03/02/2022
Publicado en
El Norte de Castilla
Salvador Sánchez Tapia |
Profesor de Relaciones Internacionales de la Universidad de Navarra
La pregunta parece obligada estos días en tertulias y discusiones: ¿habrá invasión rusa? Queda la respuesta para los arúspices; estas líneas se limitarán a esbozar algunas claves del momento que vive el Este de Europa, dejando que cada cuál derive de ellas las conclusiones que considere más plausibles.
Conviene comenzar señalando la importancia que, para Rusia, tiene su vecino occidental. Ucrania ocupa un lugar central en la memoria colectiva rusa, pues fue en Kiev donde se estableció el Rus que inició la andadura histórica de la Rusia actual; Catalina la Grande incorporó -rusificándolo- el territorio al imperio ruso; y en el siglo XX, constituyó una parte importante de la Unión Soviética hasta que Moscú, impotente y humillada, tuvo que asistir a su independencia en 1991.
Por encima de cuestiones sentimentales, Ucrania ha sido históricamente la puerta de entrada de invasiones que han tratado de alcanzar Moscú desde el Oeste, y una parte esencial, por tanto, del glacis de seguridad ruso. Además, el control de la península de Crimea le da, a través del importante puerto de Odessa, un acceso vital a las calientes aguas del Mar Negro, y le acerca a la región moldava de Transnistria, bajo el control de Rusia.
Demográficamente, por mor de la política de rusificación practicada por algunos de los gobernantes que Rusia ha tenido a lo largo de su historia, Ucrania cuenta con un 18% de población rusa, concentrada en su mayoría en la región sudoriental del país y en la península de Crimea.
Todas estas cuestiones convierten a Ucrania en una pieza clave de la identidad de Rusia y de su sistema de seguridad. Mantener al país dentro de lo que Moscú considera como su “esfera de influencia” resulta, por tanto, un interés vital para el país, que no puede permitir que Kiev escape de su control.
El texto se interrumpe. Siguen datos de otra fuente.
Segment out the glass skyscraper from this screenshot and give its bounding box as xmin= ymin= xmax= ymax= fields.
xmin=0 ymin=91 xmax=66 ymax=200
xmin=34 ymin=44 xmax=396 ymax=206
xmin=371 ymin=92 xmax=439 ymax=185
Desde que la URSS colapsó, Rusia, heredera de la Unión, ha contemplado con creciente frustración el desmoronamiento del cinturón de seguridad que la protegía. Uno tras otro, los países que componían el Pacto de Varsovia, y algunas de las repúblicas ex-soviéticas, fueron escapando de la órbita rusa para entrar en la occidental, a cuyas instituciones se adhirieron en busca de prosperidad y seguridad.
Eso es, precisamente, lo que estaría tratando de hacer el gobierno de Kiev después del intento de acercamiento a la OTAN y a la UE que se ensayó en 2014 y que terminó con la ocupación rusa de Crimea y de la región del Donbas, y lo que habría provocado el despliegue por Moscú de más de cien mil hombres y de numerosos medios de combate en la proximidad de la frontera de Ucrania con Rusia y Bielorrusia para exigir a Occidente garantías firmes de que Ucrania nunca formará parte de la OTAN lo que, para Rusia sería, casi con total seguridad, un casus belli.
Si, en aquella ocasión, Rusia intentó conjurar esa posibilidad con acciones cuya autoría directa negó -con poca credibilidad -, ahora eleva la puja haciendo una demostración indisimulada de fuerza junto a su frontera con Ucrania para convencer a Kiev y a Occidente de lo serio de sus intenciones, y para plantear una demanda maximalista que Estados Unidos y la Alianza se han apresurado a rechazar como inaceptable por violar el derecho de Ucrania a su soberanía.
Ante las exigencias rusas, Occidente presenta un frente fracturado. La Unión Europea, internamente dividida sobre la cuestión, adopta un papel secundario, con el presidente Macron buscando una salida negociada que no ponga en peligro el suministro de gas del que la UE tanto depende. La OTAN, no vinculada legalmente con la seguridad de Ucrania, no tiene apetito por intervenir directamente en su favor -lo que, por sí solo, habla elocuentemente sobre la importancia que para los aliados tiene la seguridad ucraniana-, de modo que el esfuerzo disuasorio, liderado por Estados Unidos, se centra en el refuerzo militar de Ucrania, para que trate de defenderse sola, y en la promesa de duras sanciones económicas a Rusia, sobre las que tampoco hay consenso entre los aliados occidentales.
El tiempo transcurrido desde que se inició la crisis, y la propia actitud y retórica de Vladimir Putin, argumentando que no tiene intención de invadir, invitan a pensar que aún queda un estrecho margen para el entendimiento. Sin embargo, ha planteado su envite en unos términos que hacen difícil pensar en una desescalada que, si se produjera sin más, dañaría seriamente su reputación y credibilidad.
No resulta descabellado pensar en la posibilidad de que, a puerta cerrada, se acordara conceder a Rusia algún tipo de garantía que satisficiera suficientemente sus necesidades de seguridad, y que pudiera venir acompañada de algún gesto público del gobierno de Ucrania o, incluso de alguna acción militar rusa de alcance limitado que asegure su control de la zona rusa de Ucrania y que, cabe imaginar, sería tolerada por Estados Unidos, no sin protestas, claro está.
A medida que pasa el tiempo, el mundo contiene la respiración, mientras Rusia y Ucrania intensifican su actividad militar en la zona fronteriza. Mientras se aguarda una salida negociada al conflicto, conviene proceder con suma cautela para no empeorar la situación, con la esperanza de que no se produzca ni un incidente, ni un accidente, que pudiera precipitar una situación tan inestable como la que se vive hoy en la región.